On rappellera, cependant, que l’absence d’un tel contrôle n’entraine pas nécessairement la nullité. Ainsi que le rappelle la Chambre criminelle, il revenait bien à la Chambre de l’instruction de rechercher si le grief soulevé par le requérant était ou non établi :

« Enfin, la chambre de l’instruction ne pouvait, sans méconnaître le principe d’équivalence du droit européen, énoncer qu’en cas de méconnaissance de celui-ci, il appartiendrait à la juridiction de jugement d’apprécier la valeur probante des procès-verbaux dressés, mais devait rechercher si un grief était établi, conformément au paragraphe 15 de cet arrêt et, en ce cas, prononcer la nullité des actes litigieux. »

La Chambre de l’instruction de la Cour d’appel de Paris, autrement composée, aura l’occasion d’opérer ce contrôle dans le cadre du renvoi décidé, dans la présente affaire, par la Chambre criminelle de la Cour de cassation.

 

[1] Cass.
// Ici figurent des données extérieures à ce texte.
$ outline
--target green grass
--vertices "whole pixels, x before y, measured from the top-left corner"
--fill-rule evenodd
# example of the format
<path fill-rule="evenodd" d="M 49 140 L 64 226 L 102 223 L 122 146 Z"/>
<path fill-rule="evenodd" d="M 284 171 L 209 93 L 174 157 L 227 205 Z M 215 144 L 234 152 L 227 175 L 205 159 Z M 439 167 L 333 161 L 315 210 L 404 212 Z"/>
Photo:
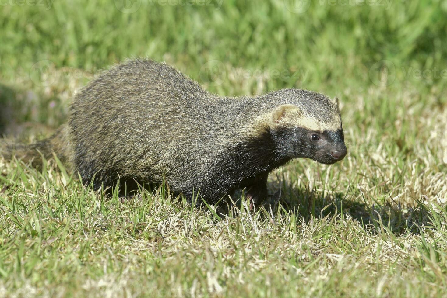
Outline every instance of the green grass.
<path fill-rule="evenodd" d="M 348 156 L 297 160 L 270 178 L 281 206 L 220 219 L 0 157 L 0 297 L 447 294 L 445 1 L 163 3 L 0 6 L 0 134 L 48 135 L 97 71 L 141 56 L 222 95 L 337 96 Z"/>

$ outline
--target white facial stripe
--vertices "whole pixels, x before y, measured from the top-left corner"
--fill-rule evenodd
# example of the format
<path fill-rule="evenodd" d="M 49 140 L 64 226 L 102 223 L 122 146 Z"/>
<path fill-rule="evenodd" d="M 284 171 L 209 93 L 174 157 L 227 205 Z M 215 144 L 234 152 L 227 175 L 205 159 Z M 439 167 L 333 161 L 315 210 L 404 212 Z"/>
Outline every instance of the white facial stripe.
<path fill-rule="evenodd" d="M 341 127 L 339 122 L 320 122 L 310 117 L 300 118 L 296 120 L 295 124 L 312 131 L 336 131 Z"/>

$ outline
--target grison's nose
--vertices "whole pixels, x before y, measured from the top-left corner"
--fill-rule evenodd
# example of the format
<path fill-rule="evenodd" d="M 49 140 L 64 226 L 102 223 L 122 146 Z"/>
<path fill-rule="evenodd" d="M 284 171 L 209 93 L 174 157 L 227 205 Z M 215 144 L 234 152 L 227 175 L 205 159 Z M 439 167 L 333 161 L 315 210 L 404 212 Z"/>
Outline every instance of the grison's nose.
<path fill-rule="evenodd" d="M 346 156 L 346 153 L 347 153 L 347 150 L 346 149 L 346 147 L 344 146 L 342 148 L 331 150 L 331 155 L 334 158 L 339 161 L 343 159 L 343 158 Z"/>

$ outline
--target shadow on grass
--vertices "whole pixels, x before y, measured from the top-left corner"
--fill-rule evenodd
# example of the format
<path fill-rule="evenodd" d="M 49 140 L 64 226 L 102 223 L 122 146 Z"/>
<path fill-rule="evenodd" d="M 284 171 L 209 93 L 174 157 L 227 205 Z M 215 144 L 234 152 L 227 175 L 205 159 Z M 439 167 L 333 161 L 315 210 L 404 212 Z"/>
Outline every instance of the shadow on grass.
<path fill-rule="evenodd" d="M 305 221 L 312 217 L 322 219 L 338 214 L 343 219 L 352 217 L 364 229 L 375 233 L 419 234 L 419 227 L 432 225 L 432 215 L 434 212 L 437 212 L 429 210 L 420 200 L 415 201 L 412 205 L 403 205 L 389 197 L 383 204 L 369 204 L 363 194 L 364 203 L 359 203 L 341 193 L 298 190 L 292 200 L 288 200 L 287 196 L 283 196 L 281 204 L 286 210 L 297 214 Z"/>
<path fill-rule="evenodd" d="M 17 141 L 25 141 L 30 136 L 43 137 L 63 121 L 60 99 L 38 91 L 0 84 L 0 137 Z"/>

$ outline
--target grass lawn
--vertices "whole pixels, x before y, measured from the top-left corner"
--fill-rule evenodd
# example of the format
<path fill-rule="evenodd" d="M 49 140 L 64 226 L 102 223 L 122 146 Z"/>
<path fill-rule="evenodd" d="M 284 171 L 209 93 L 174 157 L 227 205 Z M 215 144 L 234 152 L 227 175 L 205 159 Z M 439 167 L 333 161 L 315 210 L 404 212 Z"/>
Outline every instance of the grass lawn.
<path fill-rule="evenodd" d="M 143 57 L 221 95 L 337 96 L 348 153 L 293 161 L 269 178 L 280 205 L 222 218 L 0 155 L 0 297 L 447 296 L 445 1 L 293 2 L 1 4 L 5 139 L 49 135 L 98 71 Z"/>

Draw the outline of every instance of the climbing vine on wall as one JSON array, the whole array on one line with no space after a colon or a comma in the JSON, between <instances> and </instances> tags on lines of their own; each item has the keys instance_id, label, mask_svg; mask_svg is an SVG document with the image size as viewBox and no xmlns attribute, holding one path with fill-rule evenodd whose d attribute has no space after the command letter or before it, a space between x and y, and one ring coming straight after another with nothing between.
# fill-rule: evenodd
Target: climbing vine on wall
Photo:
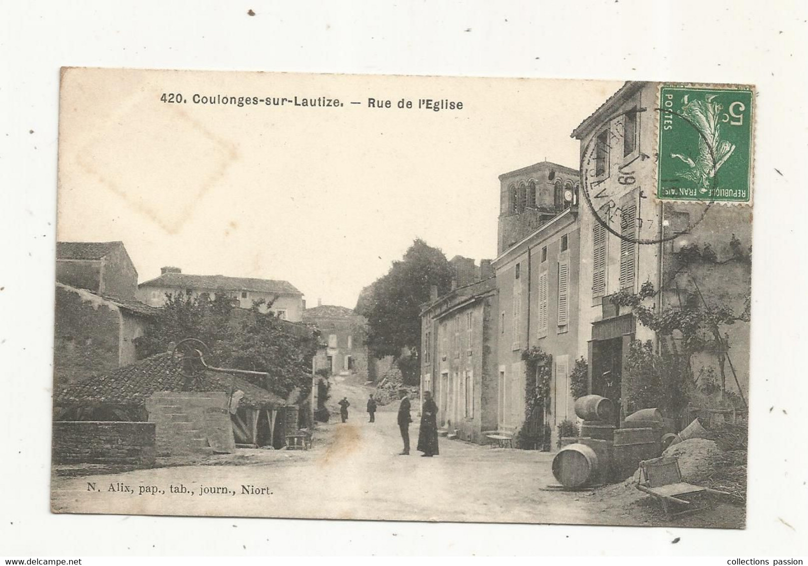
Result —
<instances>
[{"instance_id":1,"label":"climbing vine on wall","mask_svg":"<svg viewBox=\"0 0 808 566\"><path fill-rule=\"evenodd\" d=\"M524 364L524 416L529 420L537 407L546 407L550 399L553 356L538 346L522 352Z\"/></svg>"},{"instance_id":2,"label":"climbing vine on wall","mask_svg":"<svg viewBox=\"0 0 808 566\"><path fill-rule=\"evenodd\" d=\"M575 360L575 367L570 373L570 392L573 399L589 395L589 364L582 356Z\"/></svg>"}]
</instances>

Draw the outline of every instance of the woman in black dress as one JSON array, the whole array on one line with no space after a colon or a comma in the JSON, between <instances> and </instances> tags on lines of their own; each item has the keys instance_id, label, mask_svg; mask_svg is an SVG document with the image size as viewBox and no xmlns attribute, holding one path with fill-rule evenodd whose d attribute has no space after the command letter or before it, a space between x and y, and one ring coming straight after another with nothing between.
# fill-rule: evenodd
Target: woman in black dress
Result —
<instances>
[{"instance_id":1,"label":"woman in black dress","mask_svg":"<svg viewBox=\"0 0 808 566\"><path fill-rule=\"evenodd\" d=\"M418 450L422 456L434 456L438 453L438 406L432 400L431 391L424 391L421 408L421 429L418 433Z\"/></svg>"}]
</instances>

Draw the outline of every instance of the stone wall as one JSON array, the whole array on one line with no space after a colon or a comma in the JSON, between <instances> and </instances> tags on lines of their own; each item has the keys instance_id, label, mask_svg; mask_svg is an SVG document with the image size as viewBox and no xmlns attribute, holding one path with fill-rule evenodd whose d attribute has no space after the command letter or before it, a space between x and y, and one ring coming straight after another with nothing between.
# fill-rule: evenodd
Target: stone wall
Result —
<instances>
[{"instance_id":1,"label":"stone wall","mask_svg":"<svg viewBox=\"0 0 808 566\"><path fill-rule=\"evenodd\" d=\"M53 423L54 464L154 463L154 424L98 420Z\"/></svg>"},{"instance_id":2,"label":"stone wall","mask_svg":"<svg viewBox=\"0 0 808 566\"><path fill-rule=\"evenodd\" d=\"M56 288L53 375L58 389L120 365L121 315L97 295Z\"/></svg>"},{"instance_id":3,"label":"stone wall","mask_svg":"<svg viewBox=\"0 0 808 566\"><path fill-rule=\"evenodd\" d=\"M102 260L100 292L124 299L133 299L137 293L137 271L126 249L119 246Z\"/></svg>"},{"instance_id":4,"label":"stone wall","mask_svg":"<svg viewBox=\"0 0 808 566\"><path fill-rule=\"evenodd\" d=\"M158 456L213 454L208 437L221 445L221 451L235 448L224 392L162 391L146 399L146 411L149 421L157 425Z\"/></svg>"}]
</instances>

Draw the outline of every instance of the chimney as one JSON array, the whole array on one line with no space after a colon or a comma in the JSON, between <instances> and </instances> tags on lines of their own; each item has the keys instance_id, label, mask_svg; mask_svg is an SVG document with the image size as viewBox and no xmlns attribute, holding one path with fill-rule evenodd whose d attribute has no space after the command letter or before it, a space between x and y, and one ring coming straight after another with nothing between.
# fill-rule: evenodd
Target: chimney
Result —
<instances>
[{"instance_id":1,"label":"chimney","mask_svg":"<svg viewBox=\"0 0 808 566\"><path fill-rule=\"evenodd\" d=\"M494 268L490 260L480 260L480 279L486 281L494 277Z\"/></svg>"}]
</instances>

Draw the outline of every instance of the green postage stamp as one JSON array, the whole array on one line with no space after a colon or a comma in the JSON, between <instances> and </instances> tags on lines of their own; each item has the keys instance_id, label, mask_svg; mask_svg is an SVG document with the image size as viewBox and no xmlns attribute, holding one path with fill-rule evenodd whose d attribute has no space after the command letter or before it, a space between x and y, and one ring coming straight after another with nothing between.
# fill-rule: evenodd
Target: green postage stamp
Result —
<instances>
[{"instance_id":1,"label":"green postage stamp","mask_svg":"<svg viewBox=\"0 0 808 566\"><path fill-rule=\"evenodd\" d=\"M657 196L750 203L751 89L663 87L659 93Z\"/></svg>"}]
</instances>

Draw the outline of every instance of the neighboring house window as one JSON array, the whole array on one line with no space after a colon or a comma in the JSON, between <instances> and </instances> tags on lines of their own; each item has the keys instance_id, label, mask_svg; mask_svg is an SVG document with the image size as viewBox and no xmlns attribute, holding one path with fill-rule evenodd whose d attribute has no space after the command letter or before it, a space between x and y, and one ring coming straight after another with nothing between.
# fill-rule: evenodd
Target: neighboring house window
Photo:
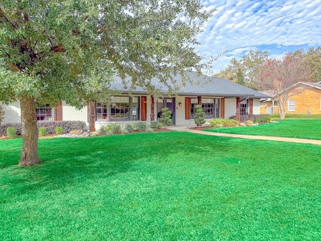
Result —
<instances>
[{"instance_id":1,"label":"neighboring house window","mask_svg":"<svg viewBox=\"0 0 321 241\"><path fill-rule=\"evenodd\" d=\"M289 111L294 111L295 110L295 100L289 99L287 101L287 110Z\"/></svg>"},{"instance_id":2,"label":"neighboring house window","mask_svg":"<svg viewBox=\"0 0 321 241\"><path fill-rule=\"evenodd\" d=\"M248 114L248 111L247 110L247 99L244 99L240 102L240 111L241 114Z\"/></svg>"},{"instance_id":3,"label":"neighboring house window","mask_svg":"<svg viewBox=\"0 0 321 241\"><path fill-rule=\"evenodd\" d=\"M37 120L53 120L52 108L49 104L45 104L36 109Z\"/></svg>"},{"instance_id":4,"label":"neighboring house window","mask_svg":"<svg viewBox=\"0 0 321 241\"><path fill-rule=\"evenodd\" d=\"M111 104L96 104L97 118L105 120L130 120L139 119L139 97L113 96Z\"/></svg>"}]
</instances>

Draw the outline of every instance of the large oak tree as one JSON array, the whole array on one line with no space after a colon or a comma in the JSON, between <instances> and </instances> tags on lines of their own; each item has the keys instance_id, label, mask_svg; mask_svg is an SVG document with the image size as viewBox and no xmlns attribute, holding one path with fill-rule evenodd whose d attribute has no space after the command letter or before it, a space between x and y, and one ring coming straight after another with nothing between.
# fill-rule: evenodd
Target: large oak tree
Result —
<instances>
[{"instance_id":1,"label":"large oak tree","mask_svg":"<svg viewBox=\"0 0 321 241\"><path fill-rule=\"evenodd\" d=\"M156 76L175 89L172 74L200 72L195 35L213 13L200 1L2 0L0 101L19 100L21 166L41 162L35 109L59 100L81 107L108 96L114 71L128 88L154 91Z\"/></svg>"}]
</instances>

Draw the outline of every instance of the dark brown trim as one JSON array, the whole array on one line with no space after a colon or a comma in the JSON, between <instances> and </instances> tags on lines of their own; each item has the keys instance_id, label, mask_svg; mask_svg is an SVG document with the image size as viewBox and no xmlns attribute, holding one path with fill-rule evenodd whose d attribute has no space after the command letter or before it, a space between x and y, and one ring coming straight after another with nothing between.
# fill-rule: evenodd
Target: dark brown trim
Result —
<instances>
[{"instance_id":1,"label":"dark brown trim","mask_svg":"<svg viewBox=\"0 0 321 241\"><path fill-rule=\"evenodd\" d=\"M155 120L155 102L154 100L154 97L151 96L151 104L150 106L150 111L151 113L150 113L150 120L153 122Z\"/></svg>"},{"instance_id":2,"label":"dark brown trim","mask_svg":"<svg viewBox=\"0 0 321 241\"><path fill-rule=\"evenodd\" d=\"M55 107L54 121L62 120L62 101L59 100L57 106Z\"/></svg>"},{"instance_id":3,"label":"dark brown trim","mask_svg":"<svg viewBox=\"0 0 321 241\"><path fill-rule=\"evenodd\" d=\"M224 118L224 114L225 113L225 99L221 98L221 113L220 117Z\"/></svg>"},{"instance_id":4,"label":"dark brown trim","mask_svg":"<svg viewBox=\"0 0 321 241\"><path fill-rule=\"evenodd\" d=\"M141 96L141 120L147 120L147 97Z\"/></svg>"},{"instance_id":5,"label":"dark brown trim","mask_svg":"<svg viewBox=\"0 0 321 241\"><path fill-rule=\"evenodd\" d=\"M185 119L191 118L191 98L185 97Z\"/></svg>"},{"instance_id":6,"label":"dark brown trim","mask_svg":"<svg viewBox=\"0 0 321 241\"><path fill-rule=\"evenodd\" d=\"M250 99L250 114L253 114L253 99Z\"/></svg>"}]
</instances>

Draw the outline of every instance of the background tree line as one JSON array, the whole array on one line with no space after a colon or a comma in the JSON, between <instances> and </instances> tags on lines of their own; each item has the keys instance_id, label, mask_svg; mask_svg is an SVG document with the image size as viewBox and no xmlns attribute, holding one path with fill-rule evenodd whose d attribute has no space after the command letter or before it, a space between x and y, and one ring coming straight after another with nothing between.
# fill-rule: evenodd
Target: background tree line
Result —
<instances>
[{"instance_id":1,"label":"background tree line","mask_svg":"<svg viewBox=\"0 0 321 241\"><path fill-rule=\"evenodd\" d=\"M307 82L321 81L321 47L315 49L310 48L305 52L298 50L286 54L286 56L292 56L302 60L308 71L304 81ZM282 58L280 58L281 59ZM283 58L284 59L284 58ZM277 60L272 58L267 51L249 52L243 55L239 60L233 58L225 69L213 77L223 78L232 82L258 90L259 82L259 76L264 66L268 61ZM262 90L262 89L261 89Z\"/></svg>"}]
</instances>

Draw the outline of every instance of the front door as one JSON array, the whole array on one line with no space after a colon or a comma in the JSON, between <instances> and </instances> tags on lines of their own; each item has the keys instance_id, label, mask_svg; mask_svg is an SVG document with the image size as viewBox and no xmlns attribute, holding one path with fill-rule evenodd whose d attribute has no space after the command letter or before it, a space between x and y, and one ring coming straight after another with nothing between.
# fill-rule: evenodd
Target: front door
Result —
<instances>
[{"instance_id":1,"label":"front door","mask_svg":"<svg viewBox=\"0 0 321 241\"><path fill-rule=\"evenodd\" d=\"M173 125L175 125L175 98L166 97L157 100L157 119L162 113L162 108L167 107L169 110L172 111L172 119Z\"/></svg>"}]
</instances>

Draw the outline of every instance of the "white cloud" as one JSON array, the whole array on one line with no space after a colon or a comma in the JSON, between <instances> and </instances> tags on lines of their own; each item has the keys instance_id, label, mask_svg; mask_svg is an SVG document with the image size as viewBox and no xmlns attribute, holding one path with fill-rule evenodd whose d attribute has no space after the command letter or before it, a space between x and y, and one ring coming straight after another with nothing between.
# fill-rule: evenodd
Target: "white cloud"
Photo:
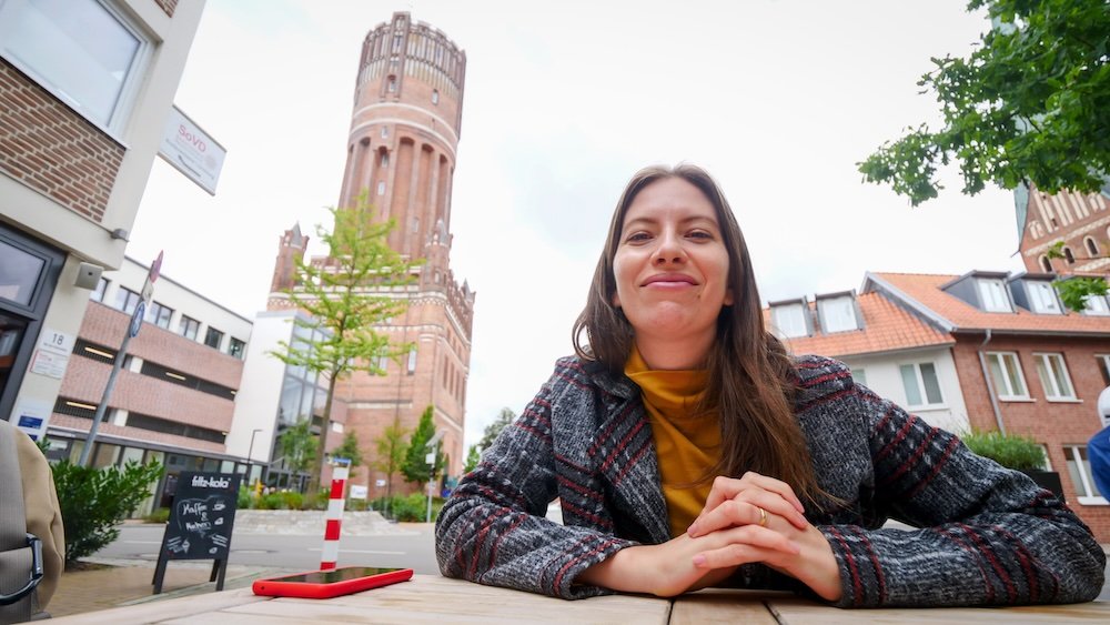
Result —
<instances>
[{"instance_id":1,"label":"white cloud","mask_svg":"<svg viewBox=\"0 0 1110 625\"><path fill-rule=\"evenodd\" d=\"M466 50L453 268L478 293L473 442L571 352L609 212L630 174L690 161L722 182L765 300L858 288L864 272L1016 266L1012 202L959 181L910 210L855 162L936 119L930 57L987 24L965 1L457 2L415 18ZM215 198L157 162L128 253L251 315L278 239L326 220L377 2L209 0L176 103L229 154ZM230 271L229 271L230 268Z\"/></svg>"}]
</instances>

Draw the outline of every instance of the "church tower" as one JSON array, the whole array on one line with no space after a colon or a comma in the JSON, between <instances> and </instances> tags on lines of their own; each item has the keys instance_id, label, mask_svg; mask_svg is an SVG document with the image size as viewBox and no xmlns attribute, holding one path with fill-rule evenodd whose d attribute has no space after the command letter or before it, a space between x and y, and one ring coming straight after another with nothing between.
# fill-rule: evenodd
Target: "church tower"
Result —
<instances>
[{"instance_id":1,"label":"church tower","mask_svg":"<svg viewBox=\"0 0 1110 625\"><path fill-rule=\"evenodd\" d=\"M475 299L451 270L451 189L465 73L466 53L443 32L413 23L406 12L372 29L362 46L339 199L339 206L353 206L365 193L383 219L396 222L390 245L410 259L424 259L403 292L407 311L379 329L392 343L413 349L401 362L389 362L385 376L357 372L337 383L335 397L347 406L346 427L357 434L370 461L386 426L398 422L407 435L431 405L452 476L462 473L465 460ZM289 243L283 240L285 249ZM274 284L279 280L275 271ZM271 308L281 302L272 296ZM352 483L367 484L370 496L377 497L385 495L377 484L386 478L360 468ZM405 492L403 477L393 480L393 493Z\"/></svg>"}]
</instances>

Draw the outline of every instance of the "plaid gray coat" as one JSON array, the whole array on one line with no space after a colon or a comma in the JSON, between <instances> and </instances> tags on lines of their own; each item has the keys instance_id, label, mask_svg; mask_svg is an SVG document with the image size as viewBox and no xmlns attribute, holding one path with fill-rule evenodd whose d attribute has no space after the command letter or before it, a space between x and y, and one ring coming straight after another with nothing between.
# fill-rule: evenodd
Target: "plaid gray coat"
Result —
<instances>
[{"instance_id":1,"label":"plaid gray coat","mask_svg":"<svg viewBox=\"0 0 1110 625\"><path fill-rule=\"evenodd\" d=\"M833 546L839 606L1013 605L1089 601L1106 556L1086 525L1026 475L855 384L837 361L796 361L796 415L820 486L849 502L807 510ZM559 497L565 525L544 518ZM814 506L817 508L818 506ZM918 530L881 528L897 518ZM669 540L639 389L562 359L519 419L460 482L436 524L440 571L565 598L637 544ZM753 564L740 585L803 591Z\"/></svg>"}]
</instances>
Crim., 25 octobre 2022, n° 21-87.397.

[2] Par un arrêt du 21 avril 2021, French Data Network, n° 393099 , le Conseil d’Etat a annulé les décisions du Premier ministre refusant d’abroger l’ « article R. 10-13 du code des postes et des communications électroniques et le décret du 25 février 2011 relatif à la conservation et à la communication des données permettant d’identifier toute personne ayant contribué à la création d’un contenu mis en ligne, en tant que ces dispositions réglementaires, d’une part, ne limitent pas les finalités de l’obligation de conservation généralisée et indifférenciée des données de trafic et de localisation autres que les données d’identité civile, les coordonnées de contact et de paiement, les données relatives aux contrats et aux comptes et les adresses IP à la sauvegarde de la sécurité ». La Haute juridiction administrative a accordé au gouvernement un délai de 6 mois à compter de sa décision pour procéder auxdites abrogations ; la Chambre de l’instruction ayant statué le 2 décembre 2021, le délai de 6 mois n’était pas encore épuisé.